There are some nutrients that have particular immune-boosting properties, so try to get these inside your children.
Citrus fruit - packed with vitamin C, the best-known immunity vitamin. Vitamin C is also involved in wound healing, which is important for all those playground scrapes and grazes. If your child is too small to manage big oranges, try easy-peeling clementines.
Lean meat - lean meat and poultry, (and to a lesser extent, fish), is an excellent source of the mineral zinc, which plays an important role in supporting the immune system. If your child is vegetarian, eggs can be a valuable source of zinc.
Nuts and seeds - nuts and seeds (especially pumpkin seeds and Brazil nuts) are another source of zinc, as well as the mineral selenium, which is also a good immune booster. Nuts and seeds are also great for vitamin E, which is important for immunity, as well as healthy skin. Sunflower seeds and almonds are particularly good for this vitamin. Remember that small children can choke on nuts and seeds; but you can still give them the benefits by grinding the seeds and sprinkling them on cereal or blending them into a smoothie. Also bear in mind that some children may be allergic to nuts and seeds.
Wheatgerm - another fantastic source of vitamin E. Sprinkle it on cereal, or blend into smoothies, or add it to baking recipes.
Red peppers - packed with vitamin C (orange and yellow peppers are good too), and also antioxidants which help protect the body’s cells from damage. Serve them raw and sliced into strips as a snack, perhaps with a low-fat yogurt dip, or a mild tomato salsa. Tomatoes are a good source of vitamin C too.
Garlic - don’t assume that children won’t like spicy foods – but ease them in gently if they’re not used to the taste, perhaps by putting a little bit of garlic in a pasta sauce, or mixing it into the topping of a healthy home-made pizza. Garlic has antibacterial and antiviral properties, and as a bonus, it’s good for the heart. If your family really won’t eat garlic, you can get some of the benefits from onions.
Strawberries - although oranges and other citrus fruits are the best known sources of vitamin C, strawberries are good too, and few children can resist them! Make the most of the summer when they’re in season in this country, and serve them as they are, sliced onto cereal, or crushed and stirred into low-fat natural yogurt (with a teaspoon of honey if you like) to make a healthy fruit fool.
Try this yummy bug-busting smoothie
Blend about six strawberries with half a banana, and thin it down with some fresh orange juice (use as much as you like – it depends whether you want a thin ‘drinking smoothie’ or a thicker one). Stir in (or sprinkle on top) a heaped teaspoon of wheatgerm, and / or another of ground seeds.

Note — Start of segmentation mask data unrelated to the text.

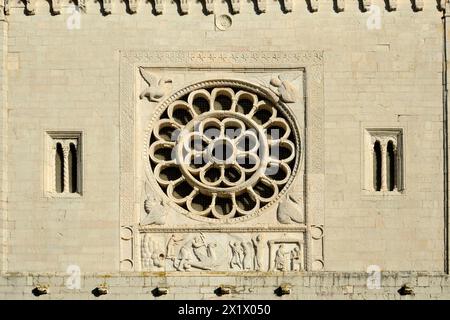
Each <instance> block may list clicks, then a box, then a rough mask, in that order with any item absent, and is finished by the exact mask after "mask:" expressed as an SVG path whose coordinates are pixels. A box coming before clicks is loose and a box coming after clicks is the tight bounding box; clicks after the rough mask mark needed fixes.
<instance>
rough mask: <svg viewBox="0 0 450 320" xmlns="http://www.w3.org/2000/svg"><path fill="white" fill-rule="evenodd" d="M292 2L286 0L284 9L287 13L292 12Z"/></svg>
mask: <svg viewBox="0 0 450 320" xmlns="http://www.w3.org/2000/svg"><path fill="white" fill-rule="evenodd" d="M292 2H293V1H292V0H284V9H285V10H286V12H292Z"/></svg>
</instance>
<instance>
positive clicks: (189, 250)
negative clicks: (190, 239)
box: [173, 233, 217, 271]
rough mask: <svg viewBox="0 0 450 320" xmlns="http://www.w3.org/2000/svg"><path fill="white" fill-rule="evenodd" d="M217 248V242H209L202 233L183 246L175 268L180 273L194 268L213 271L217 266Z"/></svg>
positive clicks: (176, 262)
mask: <svg viewBox="0 0 450 320" xmlns="http://www.w3.org/2000/svg"><path fill="white" fill-rule="evenodd" d="M216 246H217V244H216V243H215V242H207V241H206V238H205V235H204V234H202V233H200V234H199V235H197V236H195V237H194V238H193V239H191V240H188V241H187V242H185V243H184V244H183V245H182V246H181V248H180V250H179V251H178V254H177V258H176V259H175V261H174V264H173V266H174V267H175V269H177V270H178V271H188V270H191V269H192V268H196V269H201V270H212V269H214V268H215V267H216V266H217V261H216V260H217V259H216V252H215V248H216Z"/></svg>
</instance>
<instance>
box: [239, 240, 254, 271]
mask: <svg viewBox="0 0 450 320" xmlns="http://www.w3.org/2000/svg"><path fill="white" fill-rule="evenodd" d="M241 246H242V250H243V258H242V268H243V269H244V270H250V269H251V268H252V260H253V246H252V243H251V242H245V241H244V242H242V243H241Z"/></svg>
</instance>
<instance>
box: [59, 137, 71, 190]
mask: <svg viewBox="0 0 450 320" xmlns="http://www.w3.org/2000/svg"><path fill="white" fill-rule="evenodd" d="M61 144H62V148H63V155H64V165H63V169H64V173H63V174H64V185H63V193H67V192H69V190H70V189H69V153H70V143H69V141H61Z"/></svg>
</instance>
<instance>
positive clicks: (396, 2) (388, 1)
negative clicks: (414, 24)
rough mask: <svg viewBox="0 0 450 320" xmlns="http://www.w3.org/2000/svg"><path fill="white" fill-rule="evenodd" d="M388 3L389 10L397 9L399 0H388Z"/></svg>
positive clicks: (389, 10) (387, 2)
mask: <svg viewBox="0 0 450 320" xmlns="http://www.w3.org/2000/svg"><path fill="white" fill-rule="evenodd" d="M386 5H387V9H388V10H389V11H395V10H397V0H387V3H386Z"/></svg>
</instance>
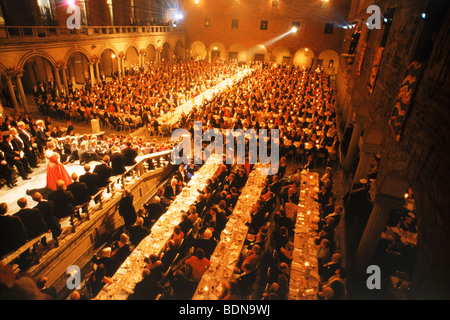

You can throw in other berries if you like – blueberries work well (and the frozen ones, which are generally cheaper, are just as good for recipes like this). If the portion looks too big for your child, just use a smaller chunk of banana and fewer strawberries. It’s best not to have a massive portion, anyhow, as although they’re power-packed with nutrients, fruit juices and smoothies are also high in sugars (even though they’re natural). So don’t let your child drink this and nothing else – even though it’s delicious!